Elegías de Duino, de Rainer Maria Rilke (Sexto Piso) Versión de Juan Rulfo | por Juan Jiménez García

Rainer Maria Rilke | Elegías de Duino

A estas alturas poco podemos añadir a las Elegías de Duino, más allá de una historia personal de la poesía. Se ha escrito mucho sobre ellas, ha escrito incluso el propio Rilke (aunque como decía José María Valverde, tal vez el autor sea el que menos entiende su obra, dado que es el único que no tiene la condición de lector), las elegías son una de las obras más importantes de la poesía universal. En una obra tan abierta a interpretaciones, fuera de los lugares comunes y visibles, cada uno tiene su lectura y algunos, quizás, solo un puñado de sensaciones y sonoridades varias en la cabeza. En un libro que fue escrito a lo largo de más de diez años (en contraste con los Sonetos a Orfeo, escritos inmediatamente después en una veintena de días), nada hay establecido, inmutable.

Sin embargo, en esta edición de Sexto Piso hay dos autores y ningún traductor. O quizás sería mejor decir que estos se desvanecen para dejar un lugar a ese segundo escritor: Juan Rulfo. En un caso digno de cuento borgiano, el escritor mexicano cogió la traducción de Gonzalo Torrente Ballester y de Mechthild von Hesse Podewils, la versión de Juan José Domenchina y se dedicó a hacer suyos, por medio de la reescritura, los poemas de Rainer Maria Rilke. Hasta qué punto es justa esta apropiación es algo que solo se puede juzgar con su lectura y su lectura nos dice que hay algo brillante en el gesto y también en el resultado.

Las Elegías de Duino (llamadas así por el lugar en el que fueron principalmente escritas) son una conversación con los ángeles (que poco tenían que ver con los ángeles del cristianismo), una conversación ya no entre lo visible y lo invisible (el hombre, el poeta), sino desde esos lugares. Atraído por el abismo hacia el que se dejaba caer el castillo de Duino, cercano a Trieste, los versos van hacia allá, para emprender un largo viaje en lo personal (Rilke, escritor viajero) y también en su sustancia íntima.

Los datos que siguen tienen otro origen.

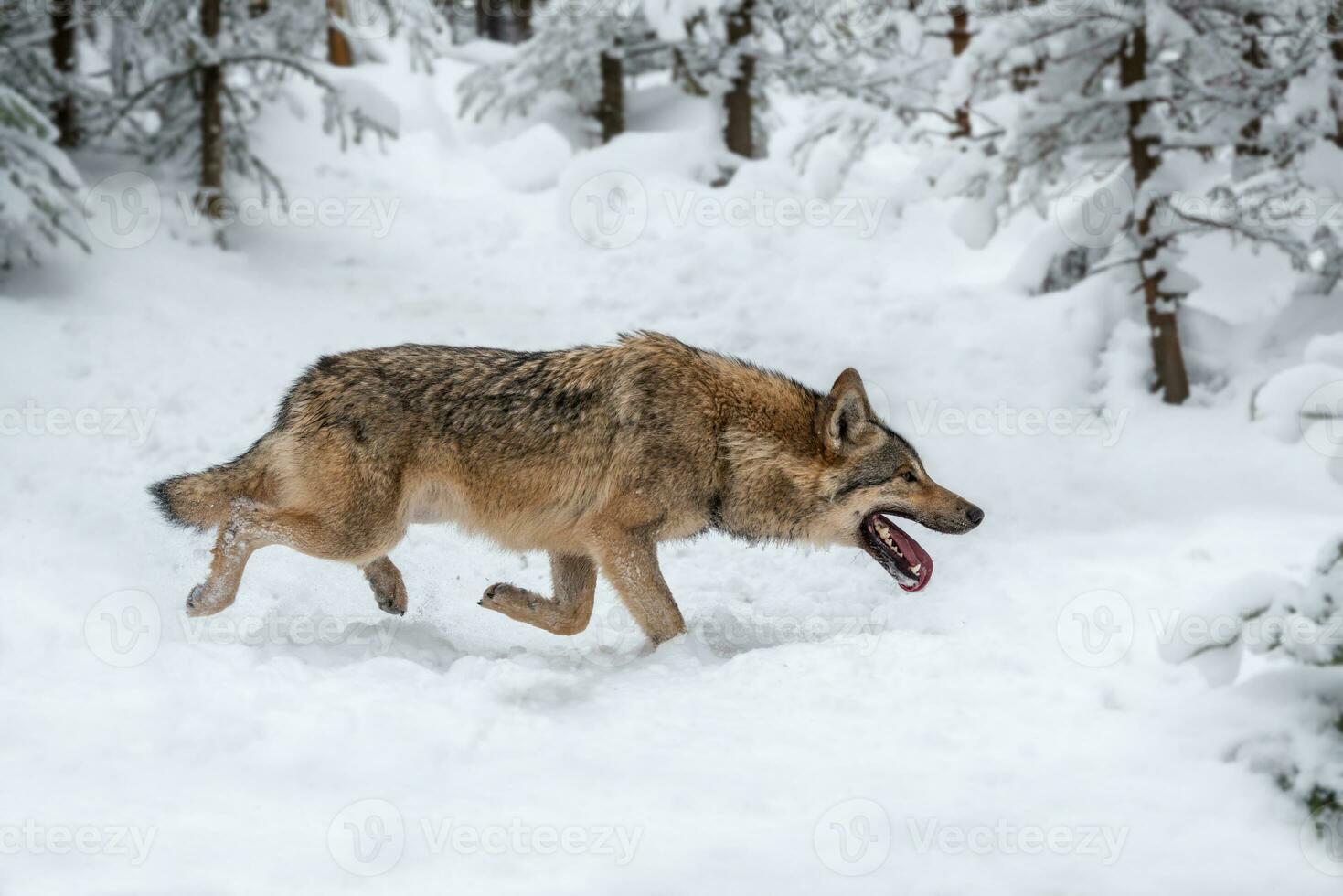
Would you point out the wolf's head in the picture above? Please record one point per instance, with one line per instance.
(875, 475)
(852, 480)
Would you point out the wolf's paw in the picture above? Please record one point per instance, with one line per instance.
(391, 595)
(389, 586)
(202, 603)
(506, 598)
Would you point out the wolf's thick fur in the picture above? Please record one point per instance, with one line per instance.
(594, 454)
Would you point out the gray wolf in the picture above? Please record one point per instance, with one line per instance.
(594, 454)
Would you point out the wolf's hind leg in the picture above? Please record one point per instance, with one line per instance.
(252, 526)
(630, 561)
(569, 613)
(387, 583)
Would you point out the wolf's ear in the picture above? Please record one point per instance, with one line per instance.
(844, 415)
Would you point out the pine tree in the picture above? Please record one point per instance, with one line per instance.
(37, 203)
(205, 69)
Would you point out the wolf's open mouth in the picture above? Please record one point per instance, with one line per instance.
(899, 555)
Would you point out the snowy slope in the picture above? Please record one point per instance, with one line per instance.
(815, 721)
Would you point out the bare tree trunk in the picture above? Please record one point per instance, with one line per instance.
(63, 54)
(959, 37)
(1145, 159)
(612, 109)
(337, 45)
(739, 132)
(211, 197)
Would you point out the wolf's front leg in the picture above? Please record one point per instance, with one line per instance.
(569, 613)
(630, 561)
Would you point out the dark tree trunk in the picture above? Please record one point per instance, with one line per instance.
(523, 20)
(739, 132)
(337, 45)
(612, 109)
(959, 37)
(1248, 146)
(63, 54)
(211, 197)
(490, 22)
(1145, 159)
(1335, 27)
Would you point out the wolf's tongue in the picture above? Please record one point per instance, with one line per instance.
(916, 559)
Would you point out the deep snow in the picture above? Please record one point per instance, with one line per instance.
(812, 704)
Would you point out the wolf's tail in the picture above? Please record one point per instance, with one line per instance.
(200, 500)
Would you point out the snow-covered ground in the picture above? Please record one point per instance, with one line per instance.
(1010, 730)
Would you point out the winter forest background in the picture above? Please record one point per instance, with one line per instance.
(1122, 215)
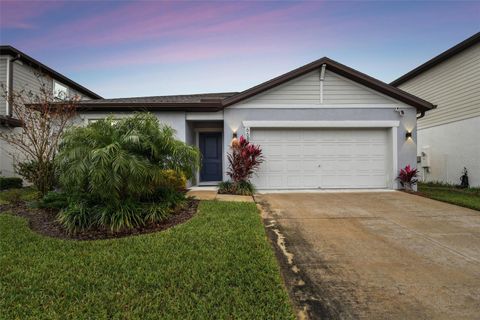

Tan cerca estaba ese vacío que Rilke, al acabar con ellas (y poco después con los Sonetos) a sus cuarenta y siete años, pensó que sus obras ya estaban completas. Ya en su primera elegía tenemos esos versos que son todo un canto general: la belleza no es sino el nacimiento de lo terrible. Y ese es tal vez el camino que recorren sus versos, a través del tiempo, de las palabras y el espacio de la página en blanco. Pensando que solo desde lo íntimo, desde lo invisible, se puede alcanzar la vida en toda su amplitud. Todo en un movimiento que no se detiene, como no se detiene el propio poeta.

Aunque su significado esté abierto a un infinito de interpretaciones, no podemos escapar de esa belleza antesala de lo terrible. Juan Rulfo debió pensar que más allá de buscar ese significado, una literalidad imposible o una traducción lo más fiel posible, debía andar en busca de una sensación, hasta el punto de crear otro libro, lleno de resonancias e inseparable de su propio ser. Llegar a ese utopía (por otro lado inevitable) en la que el escritor y el lector son una sola y el libro la suma de ambos. Un libro tan infinito como sus lectores. O su lecturas.